See everything is very simple. There will never be head-to-head trials, so you will say Dabigatran is superior, what is the data. The data will never come, so selection of this agent is very simple. If you have a patient who has a high ischemic risk and a low bleeding risk when the ischemic Chad Score is high, bleeding risk is plus/minus you will use Dabigatran in higher dose. Because Dabigatran 150 mg has the greatest power of reducing stroke. So, high ischemic risk, low bleeding, Dabigatran 150 mg. If you have a high ischemic risk and high bleeding because the most of the bleeding risk and the ischemic risk factors are same, then we will use Apixaban. Because Apixaban, the bleeding risk is minimal. The efficacy is just like warfarin (13:00). Or if Apixaban is not available, you may use Dabigatran 110 mg. Dabigatran 110 mg stroke risk is same, bleeding is less. Suppose you have renal failure, obviously you are going to use Apixaban. If you have GI bleed, we will bank upon Apixaban. If you have MI is the pseudo risk actually the number of MI has never been, whole two or three MI were there, but the number of patients who develops intracerebral hemorrhage 50% of them are dead, so where is the question of MI. Some nominal numerical increase was there, but somebody and CAD is not a contraindication of this. If somebody is scared, he can use Apixaban. Rivaroxaban does not increase MI. If your bleeding risk is very high CHAD score 3, 4, 5, Rivaroxaban has been tested in that patient. Elderly, Apixaban because they are bleeding prone, they have renal failure, so this is how it can be easily selected, although there are no head-to-head, but this is a very rationale and a logical conclusion which you can draw (14:00). Suppose my patient comes with severe renal failure, I am not going to use Dabigatran, I am not going to use, I will straight off use Apixaban. If the patient has high bleeding, high ischemia, I will use Apixaban. Even in absence of head to head trial, you can easily choose the agent and you can also reply why I am choosing it. It is not that elderly, I will Apixaban, I will not use.

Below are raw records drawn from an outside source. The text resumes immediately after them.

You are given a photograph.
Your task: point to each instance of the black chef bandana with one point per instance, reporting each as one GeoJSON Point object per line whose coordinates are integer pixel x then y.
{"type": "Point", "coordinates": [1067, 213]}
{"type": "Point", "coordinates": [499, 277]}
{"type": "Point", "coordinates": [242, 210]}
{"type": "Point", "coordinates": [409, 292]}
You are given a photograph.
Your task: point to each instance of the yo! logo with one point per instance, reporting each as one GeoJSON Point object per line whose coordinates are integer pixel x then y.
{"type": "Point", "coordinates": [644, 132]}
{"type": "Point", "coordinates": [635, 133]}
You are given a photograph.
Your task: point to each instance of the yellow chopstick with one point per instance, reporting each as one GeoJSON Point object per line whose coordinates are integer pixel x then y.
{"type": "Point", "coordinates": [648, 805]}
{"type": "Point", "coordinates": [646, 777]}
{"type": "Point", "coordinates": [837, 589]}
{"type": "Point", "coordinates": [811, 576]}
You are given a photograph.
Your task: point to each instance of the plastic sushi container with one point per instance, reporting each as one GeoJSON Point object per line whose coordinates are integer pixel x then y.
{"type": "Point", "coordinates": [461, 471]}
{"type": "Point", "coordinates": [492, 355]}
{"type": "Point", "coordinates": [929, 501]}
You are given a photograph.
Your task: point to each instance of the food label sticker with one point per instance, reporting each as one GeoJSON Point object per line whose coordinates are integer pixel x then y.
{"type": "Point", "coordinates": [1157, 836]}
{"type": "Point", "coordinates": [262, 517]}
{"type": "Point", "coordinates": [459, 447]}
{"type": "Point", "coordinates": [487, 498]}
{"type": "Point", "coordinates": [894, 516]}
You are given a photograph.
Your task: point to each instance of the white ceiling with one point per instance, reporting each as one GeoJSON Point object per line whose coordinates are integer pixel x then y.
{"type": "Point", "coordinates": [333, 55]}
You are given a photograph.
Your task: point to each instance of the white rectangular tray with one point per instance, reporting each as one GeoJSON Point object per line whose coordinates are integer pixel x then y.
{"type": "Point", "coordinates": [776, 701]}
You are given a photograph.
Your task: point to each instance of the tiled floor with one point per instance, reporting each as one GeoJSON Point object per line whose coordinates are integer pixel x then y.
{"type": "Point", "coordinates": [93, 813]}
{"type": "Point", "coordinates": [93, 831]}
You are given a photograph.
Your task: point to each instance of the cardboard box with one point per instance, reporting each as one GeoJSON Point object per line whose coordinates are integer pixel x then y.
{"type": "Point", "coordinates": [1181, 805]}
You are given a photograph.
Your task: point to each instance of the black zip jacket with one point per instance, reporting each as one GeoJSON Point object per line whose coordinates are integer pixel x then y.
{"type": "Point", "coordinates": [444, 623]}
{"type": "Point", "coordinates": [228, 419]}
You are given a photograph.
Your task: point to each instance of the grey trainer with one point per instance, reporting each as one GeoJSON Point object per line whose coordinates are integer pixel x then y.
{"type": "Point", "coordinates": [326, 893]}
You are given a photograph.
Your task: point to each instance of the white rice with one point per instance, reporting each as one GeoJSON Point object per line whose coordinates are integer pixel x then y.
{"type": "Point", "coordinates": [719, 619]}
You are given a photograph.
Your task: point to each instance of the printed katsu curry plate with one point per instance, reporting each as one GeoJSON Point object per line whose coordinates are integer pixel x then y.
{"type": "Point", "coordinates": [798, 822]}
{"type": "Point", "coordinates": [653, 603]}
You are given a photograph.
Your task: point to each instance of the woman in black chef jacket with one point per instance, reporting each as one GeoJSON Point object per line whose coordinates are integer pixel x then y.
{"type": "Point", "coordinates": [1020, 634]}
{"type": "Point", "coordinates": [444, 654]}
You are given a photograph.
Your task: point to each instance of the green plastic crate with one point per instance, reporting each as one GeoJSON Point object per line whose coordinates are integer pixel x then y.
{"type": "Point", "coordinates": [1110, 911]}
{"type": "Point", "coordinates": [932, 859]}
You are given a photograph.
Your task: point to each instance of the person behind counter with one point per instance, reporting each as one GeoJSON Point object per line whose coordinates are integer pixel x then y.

We have the data, why using Apixaban because the bleeding is risk, GI bleed, why using Apixaban, Dabigatran increases the GI bleeding so that is why I am using and then GI bleed is easily manageable for all practical purposes. Unlike the head bleed intracranial, you will die. So, disadvantage with Dabigatran and Rivaroxaban, they increased GI, but Apixaban does not increase. To some extent it may decrease it.
So, definitely, as Dr. Manoria has said very well that he has given very practical kind of the approach as to how the VKAs are available, but they have very wide kind of practical issues like monitoring of INR, PT monitoring, food drug interaction (15:00) and poor compliance and the NOACs can replace that and even out of all three NOACs how each and every NOAC can be selected for single individual kind of patient, renal failure, high GI bleed and MI patients, so it is very well answered by Dr. Manoria.